Paul Prosterman a indiqué que les règles qui régissent le libellé des polices d’assurance sont influencées par les nouvelles exigences relatives au « contrat d’adhésion ». Un tel contrat peut actuellement être rédigé en anglais, si telle est la volonté expresse des parties. Le projet de loi 96 changera cette situation, car les parties à un contrat d’adhésion rédigé en anglais pourront être liées par ce contrat seulement si une version française du contrat leur est fournie avant qu’elles concluent le contrat. Au minimum, une version française de la police doit être mise à la disposition de la personne assurée, et ce avant la conclusion du contrat. Romy Proulx a également indiqué que les plaidoiries doivent désormais être présentées en français. Les dépôts de requêtes peuvent être effectués en anglais, mais une version française produite par un traducteur agréé doit être jointe à la requête.

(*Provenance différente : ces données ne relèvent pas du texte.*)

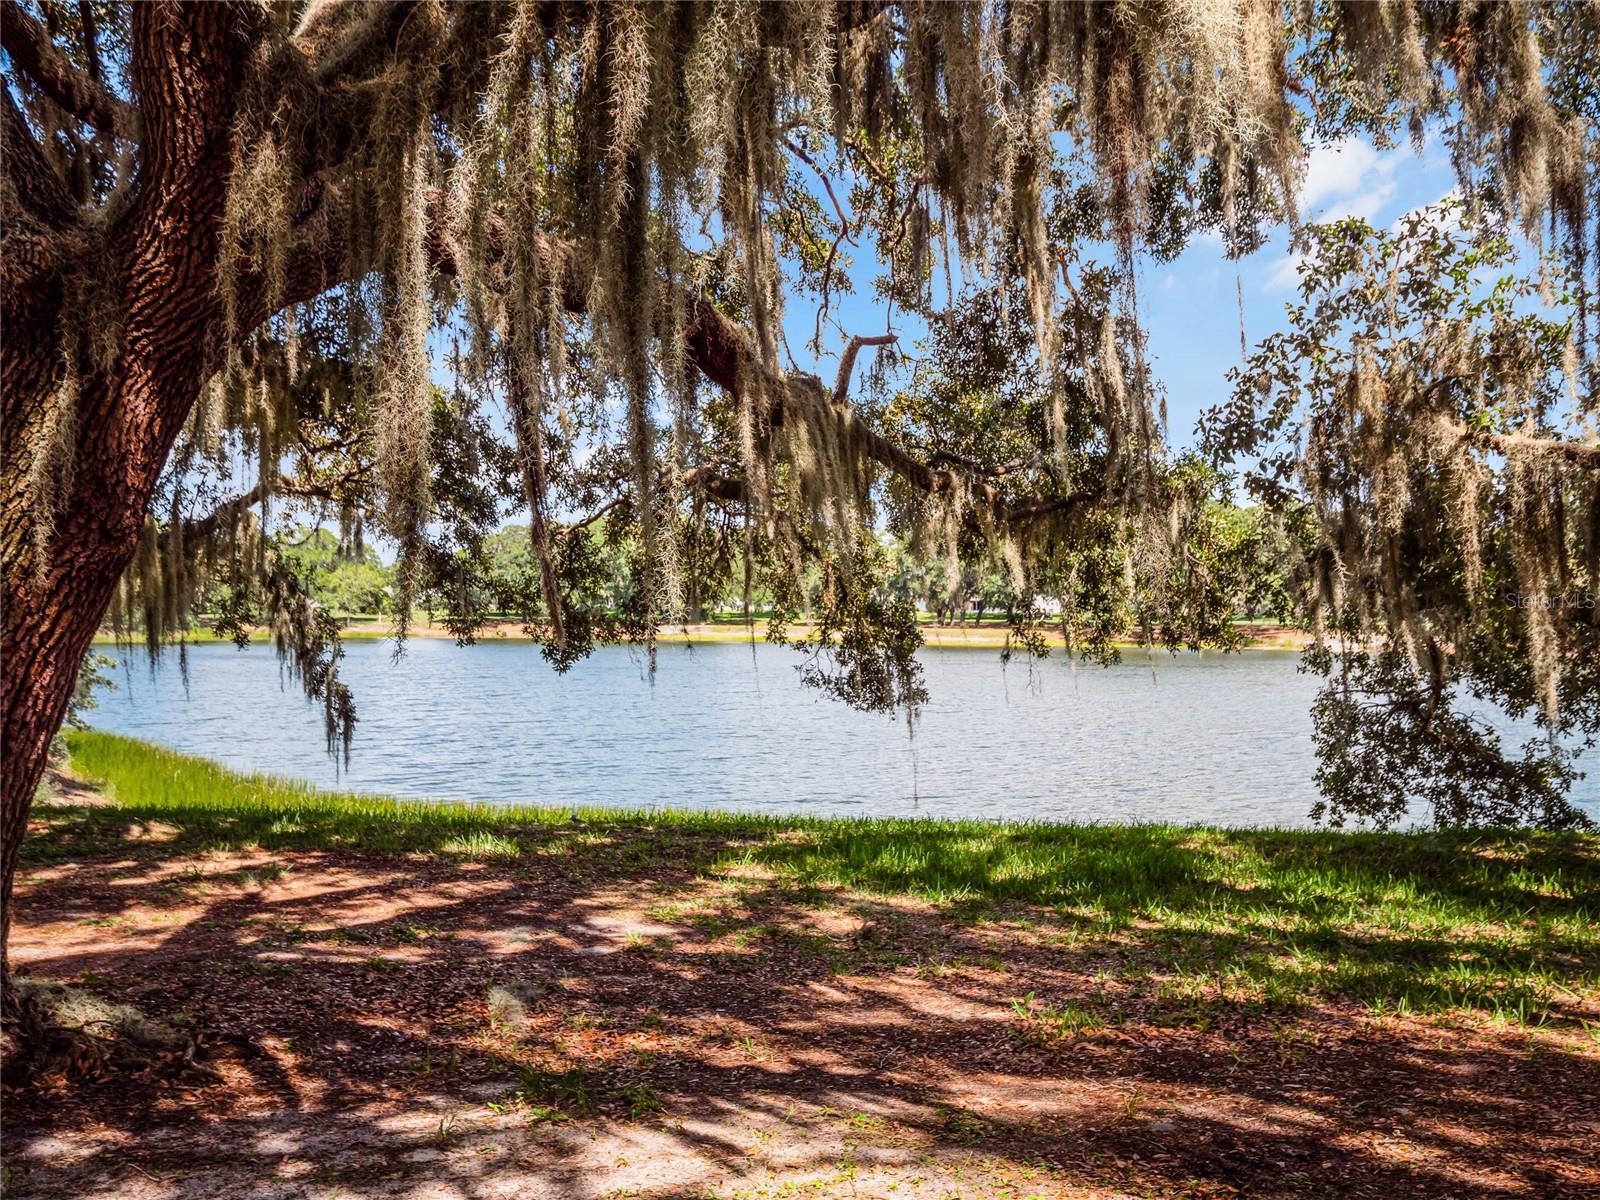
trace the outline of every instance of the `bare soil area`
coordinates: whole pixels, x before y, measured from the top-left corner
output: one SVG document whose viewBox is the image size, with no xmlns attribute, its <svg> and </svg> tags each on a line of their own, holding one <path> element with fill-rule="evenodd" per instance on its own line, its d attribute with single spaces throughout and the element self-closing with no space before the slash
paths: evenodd
<svg viewBox="0 0 1600 1200">
<path fill-rule="evenodd" d="M 1038 914 L 169 832 L 31 869 L 14 961 L 209 1038 L 220 1081 L 8 1091 L 8 1195 L 1600 1196 L 1587 1029 L 1174 1021 Z"/>
</svg>

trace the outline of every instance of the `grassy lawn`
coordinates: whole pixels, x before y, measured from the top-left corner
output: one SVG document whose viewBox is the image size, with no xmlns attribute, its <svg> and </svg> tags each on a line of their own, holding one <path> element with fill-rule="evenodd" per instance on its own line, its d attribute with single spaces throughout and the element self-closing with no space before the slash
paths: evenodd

Selon Paul Prosterman, le contrat d’adhésion est un contrat non négociable établi par l’une des parties. Habituellement, les contrats d’assurance sont des contrats d’adhésion. Certes, même si une police-cadre est négociée et ne constitue donc pas un contrat d’adhésion, les personnes qui sont couvertes par la police-cadre et qui ont reçu des certificats ne sont pas touchées par cette situation. Ainsi, en ce qui concerne l’assurance protection de crédit et l’assurance voyage, une version française du contrat doit d’abord être fournie à la personne.

Romy Proulx a convenu que la Charte contient beaucoup d’éléments non éprouvés et d’ambiguïtés. Elle a ajouté que si des questions sont posées à l’Office québécois de la langue française, des réponses non optimales peuvent être obtenues. Des lignes directrices très utiles figurent sur le site Web de l’Office.

Les deux panélistes ont été d’avis que d’autres mises en cause constitutionnelles de la Charte étaient possibles. Il a été précisé que ces règles de la Charte s’appliquent aux centres d’appel et aux interactions téléphoniques. Si un client souscrit par téléphone à une police d’assurance, cette police doit d’abord être présentée en français au client.

En plus des membres de l’ACIFA, les participants comprenaient des représentants de l’Association canadienne des compagnies d’assurances de personnes (ACCAP), de l’Association canadienne de l’assurance voyage (ACAV), de l’Association des banquiers canadiens (ABC), ainsi que d’organismes de réglementation et de politiques dans les domaines de l’assurance et des services financiers de l’ensemble du Canada, notamment :

  • l’Autorité des marchés financiers (AMF) du Québec;
  • le gouvernement de la Nouvelle-Écosse;
  • le Conseil du Trésor et ministère des Finances de l’Alberta.